Of the 32 households 18.8% had children under the age of 18 living with them, 40.6% were married couples living together, 12.5% had a female householder with no husband present, and 46.9% were non-families. 37.5% of households were one person and 12.5% were one person aged 65 or older. The average household size was 1.97 and the average family size was 2.53.

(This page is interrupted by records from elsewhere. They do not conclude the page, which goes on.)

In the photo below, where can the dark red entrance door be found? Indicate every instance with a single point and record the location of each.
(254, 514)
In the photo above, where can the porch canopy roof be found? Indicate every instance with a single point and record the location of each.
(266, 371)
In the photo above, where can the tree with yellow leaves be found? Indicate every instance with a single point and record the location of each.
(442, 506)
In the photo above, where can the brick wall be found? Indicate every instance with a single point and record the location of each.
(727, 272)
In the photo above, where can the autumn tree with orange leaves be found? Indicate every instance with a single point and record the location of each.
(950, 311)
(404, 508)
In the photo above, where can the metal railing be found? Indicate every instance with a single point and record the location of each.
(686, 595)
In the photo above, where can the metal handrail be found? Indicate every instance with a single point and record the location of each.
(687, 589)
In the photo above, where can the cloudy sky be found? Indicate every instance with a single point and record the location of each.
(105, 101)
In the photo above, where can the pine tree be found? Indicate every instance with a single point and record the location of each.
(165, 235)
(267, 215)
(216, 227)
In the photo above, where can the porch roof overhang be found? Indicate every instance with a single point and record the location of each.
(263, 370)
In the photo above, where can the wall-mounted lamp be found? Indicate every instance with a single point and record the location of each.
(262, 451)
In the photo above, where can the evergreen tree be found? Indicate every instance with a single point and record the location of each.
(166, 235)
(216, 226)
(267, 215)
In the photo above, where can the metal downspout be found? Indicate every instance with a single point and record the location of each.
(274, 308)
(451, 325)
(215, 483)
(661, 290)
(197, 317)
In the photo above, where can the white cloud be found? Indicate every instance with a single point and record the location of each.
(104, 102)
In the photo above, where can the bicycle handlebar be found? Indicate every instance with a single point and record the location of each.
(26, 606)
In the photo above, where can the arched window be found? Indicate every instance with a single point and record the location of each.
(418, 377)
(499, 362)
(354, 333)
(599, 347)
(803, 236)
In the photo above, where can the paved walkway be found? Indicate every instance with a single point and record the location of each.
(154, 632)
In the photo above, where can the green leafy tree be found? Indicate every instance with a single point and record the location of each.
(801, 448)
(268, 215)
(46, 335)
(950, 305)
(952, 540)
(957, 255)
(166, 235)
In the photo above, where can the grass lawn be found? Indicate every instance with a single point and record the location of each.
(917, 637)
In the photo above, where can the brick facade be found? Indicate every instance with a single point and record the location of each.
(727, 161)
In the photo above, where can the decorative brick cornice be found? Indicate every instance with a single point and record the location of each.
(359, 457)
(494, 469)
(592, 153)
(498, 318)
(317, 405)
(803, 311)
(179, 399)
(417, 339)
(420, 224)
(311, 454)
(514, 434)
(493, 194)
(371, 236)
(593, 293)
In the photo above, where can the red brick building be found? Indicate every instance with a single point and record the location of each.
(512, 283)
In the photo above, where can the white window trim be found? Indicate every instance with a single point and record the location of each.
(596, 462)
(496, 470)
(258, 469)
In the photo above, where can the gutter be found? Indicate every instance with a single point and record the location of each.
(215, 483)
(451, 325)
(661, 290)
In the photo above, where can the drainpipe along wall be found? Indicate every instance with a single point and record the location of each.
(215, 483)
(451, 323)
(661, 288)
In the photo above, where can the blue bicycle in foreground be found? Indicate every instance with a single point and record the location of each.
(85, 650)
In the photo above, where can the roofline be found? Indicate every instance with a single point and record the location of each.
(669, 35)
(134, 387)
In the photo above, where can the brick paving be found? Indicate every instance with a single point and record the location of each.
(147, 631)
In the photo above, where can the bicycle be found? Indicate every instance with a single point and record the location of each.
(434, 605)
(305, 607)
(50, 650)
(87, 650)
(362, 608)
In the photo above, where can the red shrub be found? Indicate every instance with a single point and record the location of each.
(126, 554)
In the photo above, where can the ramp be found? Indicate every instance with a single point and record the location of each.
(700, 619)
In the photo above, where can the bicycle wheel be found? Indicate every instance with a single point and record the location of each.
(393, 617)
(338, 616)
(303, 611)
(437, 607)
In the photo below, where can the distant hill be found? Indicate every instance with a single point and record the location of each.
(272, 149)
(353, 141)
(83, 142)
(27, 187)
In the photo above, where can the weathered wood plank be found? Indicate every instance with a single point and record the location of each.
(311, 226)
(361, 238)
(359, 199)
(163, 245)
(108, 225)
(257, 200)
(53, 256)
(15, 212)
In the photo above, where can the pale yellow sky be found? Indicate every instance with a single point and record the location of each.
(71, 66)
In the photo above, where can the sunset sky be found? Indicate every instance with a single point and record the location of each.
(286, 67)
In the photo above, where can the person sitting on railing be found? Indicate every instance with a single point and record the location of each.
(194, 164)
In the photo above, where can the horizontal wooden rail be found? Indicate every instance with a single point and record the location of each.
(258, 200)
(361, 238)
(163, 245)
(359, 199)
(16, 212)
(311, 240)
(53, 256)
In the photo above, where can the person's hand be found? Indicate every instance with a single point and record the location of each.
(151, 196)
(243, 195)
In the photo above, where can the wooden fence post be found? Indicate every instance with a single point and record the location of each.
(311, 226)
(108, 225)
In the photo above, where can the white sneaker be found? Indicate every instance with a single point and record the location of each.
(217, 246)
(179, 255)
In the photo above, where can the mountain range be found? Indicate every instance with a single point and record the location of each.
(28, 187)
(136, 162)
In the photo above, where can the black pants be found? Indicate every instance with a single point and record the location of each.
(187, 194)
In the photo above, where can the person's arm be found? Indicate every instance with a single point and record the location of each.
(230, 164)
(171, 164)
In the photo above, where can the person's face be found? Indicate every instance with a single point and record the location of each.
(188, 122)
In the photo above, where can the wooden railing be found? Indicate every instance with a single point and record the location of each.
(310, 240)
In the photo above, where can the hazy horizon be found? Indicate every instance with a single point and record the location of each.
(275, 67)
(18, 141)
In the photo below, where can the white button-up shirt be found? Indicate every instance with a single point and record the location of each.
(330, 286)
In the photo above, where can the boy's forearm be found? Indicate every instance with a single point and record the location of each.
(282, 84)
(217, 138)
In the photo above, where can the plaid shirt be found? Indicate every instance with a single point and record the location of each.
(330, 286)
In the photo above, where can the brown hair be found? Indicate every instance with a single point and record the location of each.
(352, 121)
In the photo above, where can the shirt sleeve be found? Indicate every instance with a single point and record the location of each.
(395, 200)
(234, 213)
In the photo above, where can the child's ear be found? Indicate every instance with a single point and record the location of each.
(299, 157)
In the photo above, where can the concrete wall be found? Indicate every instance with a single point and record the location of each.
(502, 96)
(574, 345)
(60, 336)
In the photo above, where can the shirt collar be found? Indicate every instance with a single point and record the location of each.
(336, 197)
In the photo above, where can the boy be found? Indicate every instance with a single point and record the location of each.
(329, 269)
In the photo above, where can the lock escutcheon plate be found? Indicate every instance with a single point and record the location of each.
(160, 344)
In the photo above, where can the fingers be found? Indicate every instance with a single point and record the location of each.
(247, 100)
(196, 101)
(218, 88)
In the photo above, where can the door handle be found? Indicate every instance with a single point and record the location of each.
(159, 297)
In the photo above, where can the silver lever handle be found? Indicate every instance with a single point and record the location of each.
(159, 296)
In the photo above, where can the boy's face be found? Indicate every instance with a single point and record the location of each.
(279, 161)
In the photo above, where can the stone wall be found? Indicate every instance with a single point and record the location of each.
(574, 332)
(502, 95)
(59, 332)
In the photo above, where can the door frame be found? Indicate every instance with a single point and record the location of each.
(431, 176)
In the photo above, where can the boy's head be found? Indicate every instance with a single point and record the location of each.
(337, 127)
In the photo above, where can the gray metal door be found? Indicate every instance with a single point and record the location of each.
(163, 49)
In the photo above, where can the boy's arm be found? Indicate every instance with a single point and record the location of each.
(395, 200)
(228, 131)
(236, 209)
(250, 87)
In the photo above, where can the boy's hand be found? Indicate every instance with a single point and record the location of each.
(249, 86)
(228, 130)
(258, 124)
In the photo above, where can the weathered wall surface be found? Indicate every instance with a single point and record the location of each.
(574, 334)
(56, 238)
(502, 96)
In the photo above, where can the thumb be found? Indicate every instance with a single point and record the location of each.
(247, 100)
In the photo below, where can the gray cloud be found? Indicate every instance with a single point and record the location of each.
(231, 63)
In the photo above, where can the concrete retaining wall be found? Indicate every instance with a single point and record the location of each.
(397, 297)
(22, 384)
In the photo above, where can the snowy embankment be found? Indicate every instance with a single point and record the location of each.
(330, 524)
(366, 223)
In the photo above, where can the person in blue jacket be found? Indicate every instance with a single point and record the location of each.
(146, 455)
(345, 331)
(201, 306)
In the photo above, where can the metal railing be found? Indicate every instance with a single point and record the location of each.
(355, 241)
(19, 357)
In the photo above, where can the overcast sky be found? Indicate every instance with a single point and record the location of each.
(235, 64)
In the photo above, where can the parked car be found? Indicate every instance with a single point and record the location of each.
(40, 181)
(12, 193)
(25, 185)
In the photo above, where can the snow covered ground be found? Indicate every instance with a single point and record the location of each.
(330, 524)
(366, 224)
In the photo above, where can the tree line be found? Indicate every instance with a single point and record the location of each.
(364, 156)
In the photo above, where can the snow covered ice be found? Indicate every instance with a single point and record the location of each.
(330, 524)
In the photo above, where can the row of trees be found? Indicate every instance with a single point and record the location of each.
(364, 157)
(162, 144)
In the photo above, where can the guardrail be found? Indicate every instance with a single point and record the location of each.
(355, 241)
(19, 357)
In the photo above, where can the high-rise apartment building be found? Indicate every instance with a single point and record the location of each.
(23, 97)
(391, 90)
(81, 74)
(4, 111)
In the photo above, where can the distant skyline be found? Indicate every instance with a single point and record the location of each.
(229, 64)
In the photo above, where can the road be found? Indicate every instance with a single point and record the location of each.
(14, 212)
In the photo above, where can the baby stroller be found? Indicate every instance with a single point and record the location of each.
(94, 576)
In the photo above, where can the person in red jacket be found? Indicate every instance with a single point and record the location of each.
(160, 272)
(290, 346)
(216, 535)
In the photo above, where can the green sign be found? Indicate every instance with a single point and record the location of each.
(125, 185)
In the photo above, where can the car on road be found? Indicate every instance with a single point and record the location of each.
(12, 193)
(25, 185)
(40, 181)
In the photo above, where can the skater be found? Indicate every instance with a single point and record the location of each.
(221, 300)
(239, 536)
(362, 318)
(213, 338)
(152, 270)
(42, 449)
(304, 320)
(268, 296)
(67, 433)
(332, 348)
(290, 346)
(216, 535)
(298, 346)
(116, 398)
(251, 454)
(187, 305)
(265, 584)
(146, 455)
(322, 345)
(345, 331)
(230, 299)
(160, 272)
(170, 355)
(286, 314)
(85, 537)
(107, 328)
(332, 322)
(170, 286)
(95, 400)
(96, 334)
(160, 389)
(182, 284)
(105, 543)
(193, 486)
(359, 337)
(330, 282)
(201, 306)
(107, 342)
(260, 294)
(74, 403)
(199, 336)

The median age in the village was 50.5 years. 17.5% of residents were under the age of 18; 3.2% were between the ages of 18 and 24; 19.1% were from 25 to 44; 42.8% were from 45 to 64; and 17.5% were 65 or older. The gender makeup of the village was 46.0% male and 54.0% female.

===2000 census===
As of the census of 2000, there were 67 people, 34 households, and 17 families in the village. The population density was 238.4 PD/sqmi. There were 42 housing units at an average density of 149.4 /sqmi. The racial makeup of the village was 100.00% White.

Of the 34 households 17.6% had children under the age of 18 living with them, 50.0% were married couples living together, and 47.1% were non-families. 44.1% of households were one person and 20.6% were one person aged 65 or older. The average household size was 1.97 and the average family size was 2.78.

The age distribution was 20.9% under the age of 18, 23.9% from 25 to 44, 31.3% from 45 to 64, and 23.9% 65 or older. The median age was 46 years. For every 100 females, there were 97.1 males. For every 100 females age 18 and over, there were 89.3 males.

The median household income was $30,417, and the median family income was $16,250. Males had a median income of $26,250 versus $26,250 for females. The per capita income for the village was $19,871. There were 36.4% of families and 28.8% of the population living below the poverty line, including 53.8% of under eighteens and none of those over 64.